According to Aztec mythology, Tonatiuh required human sacrifice in order to continue his daily journey across the sky. Thousands of people would be killed each year in his honor during the Aztec reign of the Valley of Mexico. This may be why not that long ago pozole was considered a funeral dish instead of being eaten on Mexico’s biggest holiday of the year. These days, pozole takes on a new form, with a foundation in corn.
The history of pozole is really interesting to me, not just because of the heavy probability that it is rooted in human sacrifice, but also because of the potential political meanings here, both historic and modern. It’s definitely not unheard of for members of the colonizing class to sensationalize (and in the case of the Spanish colonizers and Indigenous peoples of the Caribbean, even make up horror stories) about the Indigenous peoples they seek to conquer in order to justify their brutality.

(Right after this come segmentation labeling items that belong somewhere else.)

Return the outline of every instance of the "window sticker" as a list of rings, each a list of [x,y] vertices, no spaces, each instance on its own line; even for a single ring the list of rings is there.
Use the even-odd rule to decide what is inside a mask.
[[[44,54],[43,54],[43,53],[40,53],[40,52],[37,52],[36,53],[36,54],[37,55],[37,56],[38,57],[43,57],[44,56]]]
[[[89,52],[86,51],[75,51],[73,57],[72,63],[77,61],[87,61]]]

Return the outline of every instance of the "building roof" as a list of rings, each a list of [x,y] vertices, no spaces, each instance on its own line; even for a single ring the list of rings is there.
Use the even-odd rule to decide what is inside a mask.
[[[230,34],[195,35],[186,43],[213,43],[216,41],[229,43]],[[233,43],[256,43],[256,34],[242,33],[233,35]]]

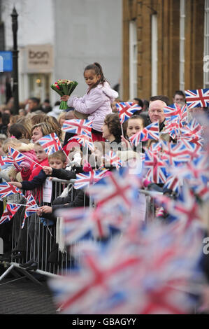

In this review of Cannibalism and the Colonial World for Cultural Survival Quarterly Magazine, Ian McIntosh writes about the book’s investigative approach toward these claims of cannibalism, using what happened in the Caribbean as a case study:
There is a fascinating introduction by editor Peter Hulme in which he debunks the classic hoax of Caribbean cannibalism. During Columbus’s second voyage to the New World in 1493, a contact party ransacked a recently deserted village in Guadeloupe, acquiring 4 or 5 human leg and arm bones, several parrots and other curiosities. The shipboard doctor surmised that they must indeed be in the lands of the fabled Caribe, the flesh eaters of Arawak legend. As Hulme says, this initial account was elaborated and embroidered and a myth was born. After passage through various hands and interpretive processes (in all cases by people who never landed at Guadeloupe or visited the Caribbean), the Guadeloupian village scene was reworked into a `virtual human butcher shop’ with a blood-soaked child’s head hanging on a post, cooking pots with limbs strewn about, and feverish cannibal feasts. Here lies the origin of the international usage of the Carib word barbecue, which in the European imagination became human flesh broached on a spit.
Such fantasizing and invention lends support to William Arens’ belief that the empirical evidence for cannibalism is embarrassingly slim.
I’ll definitely be doing more extensive research into this as it applies to Mexico; my copy of Cannibalism and the Colonial World is already on its way.